AMK und BFS warnen

Keine Iodprophylaxe in Eigenregie

Stuttgart - 01.03.2022, 17:50 Uhr

Hochdosiertes Iod sollte nur auf explizite Anweisung der Katastrophenschutzbehörden eingenommen werden, nicht jedoch in der Selbstmedikation. (x / Foto: IMAGO / Eibner)

Hochdosiertes Iod sollte nur auf explizite Anweisung der Katastrophenschutzbehörden eingenommen werden, nicht jedoch in der Selbstmedikation. (x / Foto: IMAGO / Eibner)


Vor allem Kinder und Schwangere, aber nicht für Ab-45-Jährige

Besonders wichtig, sollte eine Iodblockade erforderlich werden, ist, dass Kinder und Schwangere Iod einnehmen, da die Schilddrüse bei Kindern besonders empfindlich sei, erklärt das BfS. Bei Schwangeren soll durch die Iodblockade vornehmlich das ungeborene Baby geschützt werden, das auf die mütterliche Iodzufuhr angewiesen ist. Hingegen rät das BfS von einer Iodprophylaxe bei Ab-45-Jährigen ab. Bei ihnen überwögen die Nebenwirkungen der Hochdosisiodtherapie den Nutzen der Iodblockade mit der Intention, Schilddrüsenkrebs zu vermeiden.

Nur nach Aufforderung der Katastrophenschutzbehörde

Allerdings sollten Iodtabletten in dieser Menge „nur nach ausdrücklicher Aufforderung durch die Katastrophenschutzbehörden eingenommen werden“, erklärt das Bundesamt für Strahlenschutz und weist darauf hin, dass hochdosiertes Iod Nebenwirkungen mit sich bringt. Deswegen rät das BfS, wie auch die AMK, von der „Eigenanwendung dringend“ ab. Auch betont das BfS, dass im Fall einer erforderlichen Iodblockade sodann eine einmalige Applikation genügt. Weiteres Iod sollte nur auf Empfehlung der Strahlenschutzbehörde eingenommen werden.

Der richtige Zeitpunkt

Dass eine hochdosierte Iodprophylaxe nur auf ausdrückliches Kommando der zuständigen Katastrophenschutzbehörden erfolgen sollte, begründet sich darin, dass sowohl eine zu frühe wie auch zu späte Anwendung den maximalen Nutzen verfehlt. Bei zu früher Einnahme könne nicht radioaktives Iod schon wieder abgebaut sein, wenn radioaktives Iod aufgenommen werde, warnt das BfS. Bei verzögerter Einnahme hingegen war das radioaktive Iod schneller und hat sich bereits in der Schilddrüse eingelagert, was ebenfalls den Iodschutz beschränkt.

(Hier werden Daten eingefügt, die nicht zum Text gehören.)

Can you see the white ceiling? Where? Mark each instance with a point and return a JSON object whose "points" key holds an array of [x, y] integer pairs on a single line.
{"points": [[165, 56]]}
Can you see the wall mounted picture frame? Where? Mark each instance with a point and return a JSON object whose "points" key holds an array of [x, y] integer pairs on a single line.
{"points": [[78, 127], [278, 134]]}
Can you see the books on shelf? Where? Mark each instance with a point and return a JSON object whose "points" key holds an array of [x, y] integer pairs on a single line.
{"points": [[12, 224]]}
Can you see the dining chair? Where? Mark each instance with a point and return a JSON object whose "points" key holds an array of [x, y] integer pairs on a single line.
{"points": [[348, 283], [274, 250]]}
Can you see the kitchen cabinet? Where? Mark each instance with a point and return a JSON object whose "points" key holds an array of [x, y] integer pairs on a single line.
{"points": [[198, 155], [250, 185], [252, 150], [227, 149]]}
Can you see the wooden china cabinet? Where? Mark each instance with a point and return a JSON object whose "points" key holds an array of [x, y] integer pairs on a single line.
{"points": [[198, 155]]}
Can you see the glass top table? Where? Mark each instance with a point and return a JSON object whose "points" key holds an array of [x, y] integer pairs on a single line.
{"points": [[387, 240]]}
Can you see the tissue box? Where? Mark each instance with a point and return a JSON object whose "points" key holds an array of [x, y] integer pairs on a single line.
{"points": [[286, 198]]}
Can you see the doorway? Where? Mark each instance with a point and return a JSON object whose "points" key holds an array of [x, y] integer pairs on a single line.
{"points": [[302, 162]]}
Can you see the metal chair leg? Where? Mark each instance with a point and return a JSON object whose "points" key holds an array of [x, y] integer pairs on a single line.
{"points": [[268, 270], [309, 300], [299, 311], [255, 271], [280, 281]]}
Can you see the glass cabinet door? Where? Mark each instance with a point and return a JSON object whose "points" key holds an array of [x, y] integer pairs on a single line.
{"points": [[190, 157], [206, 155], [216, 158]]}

Entfernung, Windverhältnisse und freigesetzte Menge

Ob die Katastrophenschutzbehörden nach nuklearen Zwischenfällen dazu auffordern, prophylaktisch Iod einzunehmen, hängt davon ab, ob ein Risiko für die Bewohner besteht und ob radioaktives Iod über die Luft in die Region kommen kann. Das wiederum werde beeinflusst davon, „wieviel radioaktives Iod freigesetzt wird, wie weit der Unfallort entfernt liegt und wie die Wind- und Wetterverhältnisse sind“, erklärt das BfS.

Radioaktives Iod ist nicht das einzige Problem

Einen weiteren wichtigen Punkt gibt es zu beachten: Bei nuklearen Unfällen ist radioaktives Iod nicht das alleinige Problem. So twitterte Professor Martin Smollich (Institut für Ernährungsmedizin des Universitätsklinikums Schleswig-Holstein und Betreiber von Ernährungsmedizin.blog) am heutigen Dienstag (1. März 2022): „Die Jodblockade schützt ausschließlich vor der Aufnahme von radioaktivem Jod in die Schilddrüse. Vor allen (!) übrigen Schäden einer Kernwaffenexplosion (Druckwelle, Licht-/Wärme-/ionisierende Strahlung, Fallout, EMP) schützen Jodtabletten NICHT.“ Und weiter: „Damit ist klar: Die Schilddrüsenschädigung durch radioaktives Jod macht nur einen minimalen Bruchteil der Gesundheitsschäden einer Kernwaffenexplosion aus“.

Nach Angaben der AMK haben die für den Katastrophenschutz zuständigen Behörden 189,5 Millionen hochdosierte Kaliumiodidtabletten bevorratet, die bei Bedarf und nach Aufforderung der Behörden an die Bevölkerung ausgegeben werden sollen.